演題

RS-18-5

外傷性膵損傷手術例の検討

[演者] 金田 明大:1
[著者] 日高 悠嗣:1, 木原 康宏:1, 山永 成美:1, 永末 裕友:1, 山田 兼史:1, 田中 栄治:1, 木村 有:1, 林 亨冶:1, 横溝 博:1, 馬場 秀夫:2, 平田 稔彦:1
1:熊本赤十字病院外科, 2:熊本大学消化器外科

【方法】2000年4月から2014年4月までに、外傷性膵損傷手術例20例に関して、膵体尾部損傷と膵頭部損傷での治療戦略について検討。【結果】膵体尾部損傷(Pbt)8例(40%)、膵頭部損傷(Ph)12例(60%)。膵単独損傷は9例(Pbt6例(30%)、Ph3例(15%))。

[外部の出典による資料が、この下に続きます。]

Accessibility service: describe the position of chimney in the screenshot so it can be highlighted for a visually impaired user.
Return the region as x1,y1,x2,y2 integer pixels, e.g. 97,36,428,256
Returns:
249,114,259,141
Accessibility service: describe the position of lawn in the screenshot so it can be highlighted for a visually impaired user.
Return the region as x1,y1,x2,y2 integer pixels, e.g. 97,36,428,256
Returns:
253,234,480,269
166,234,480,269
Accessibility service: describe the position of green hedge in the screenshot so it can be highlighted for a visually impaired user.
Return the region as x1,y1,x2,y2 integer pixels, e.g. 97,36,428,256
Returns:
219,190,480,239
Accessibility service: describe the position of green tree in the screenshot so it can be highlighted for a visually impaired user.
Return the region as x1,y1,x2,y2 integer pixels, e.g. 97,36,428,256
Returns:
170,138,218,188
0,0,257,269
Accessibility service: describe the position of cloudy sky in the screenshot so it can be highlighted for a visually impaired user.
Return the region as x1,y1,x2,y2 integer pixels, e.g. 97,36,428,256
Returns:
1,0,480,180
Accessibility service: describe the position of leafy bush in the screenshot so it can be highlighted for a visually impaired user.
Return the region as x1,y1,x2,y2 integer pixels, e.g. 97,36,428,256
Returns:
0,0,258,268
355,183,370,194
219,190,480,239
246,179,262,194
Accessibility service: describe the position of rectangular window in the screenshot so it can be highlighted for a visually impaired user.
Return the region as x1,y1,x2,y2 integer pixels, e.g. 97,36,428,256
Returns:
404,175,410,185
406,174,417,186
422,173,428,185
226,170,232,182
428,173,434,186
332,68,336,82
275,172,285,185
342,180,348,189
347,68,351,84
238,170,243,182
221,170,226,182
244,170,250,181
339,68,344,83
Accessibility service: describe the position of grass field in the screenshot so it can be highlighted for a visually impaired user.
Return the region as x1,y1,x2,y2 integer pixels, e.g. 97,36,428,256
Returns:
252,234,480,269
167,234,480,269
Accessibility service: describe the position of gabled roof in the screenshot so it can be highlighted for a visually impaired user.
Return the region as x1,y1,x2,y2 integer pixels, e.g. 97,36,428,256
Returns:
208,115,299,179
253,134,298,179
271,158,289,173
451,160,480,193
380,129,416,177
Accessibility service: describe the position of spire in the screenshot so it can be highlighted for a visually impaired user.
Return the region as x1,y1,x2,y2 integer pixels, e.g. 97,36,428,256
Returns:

合併損傷は膵体尾部に結腸損傷2例(10%)、膵頭部の周辺臓器に9例(45%)。手術術式は膵体尾部損傷でドレナージ2例、膵体尾部切除6例、膵頭部損傷でドレナージ10例、膵頭十二指腸切除2例。死亡は5例(20%)で、全て膵頭部合併損傷。死亡原因は術直後の失血死2例(10%)、膵液瘻による多臓器損傷1例(5%)。【考察】膵体尾部損傷は膵体尾部切除やドレナージで予後は良好である一方、膵頭部損傷では受傷時の合併損傷や膵液瘻で致死的となる。【結語】膵損傷に対して、損傷部位や合併損傷の有無により治療戦略を選択する必要がある。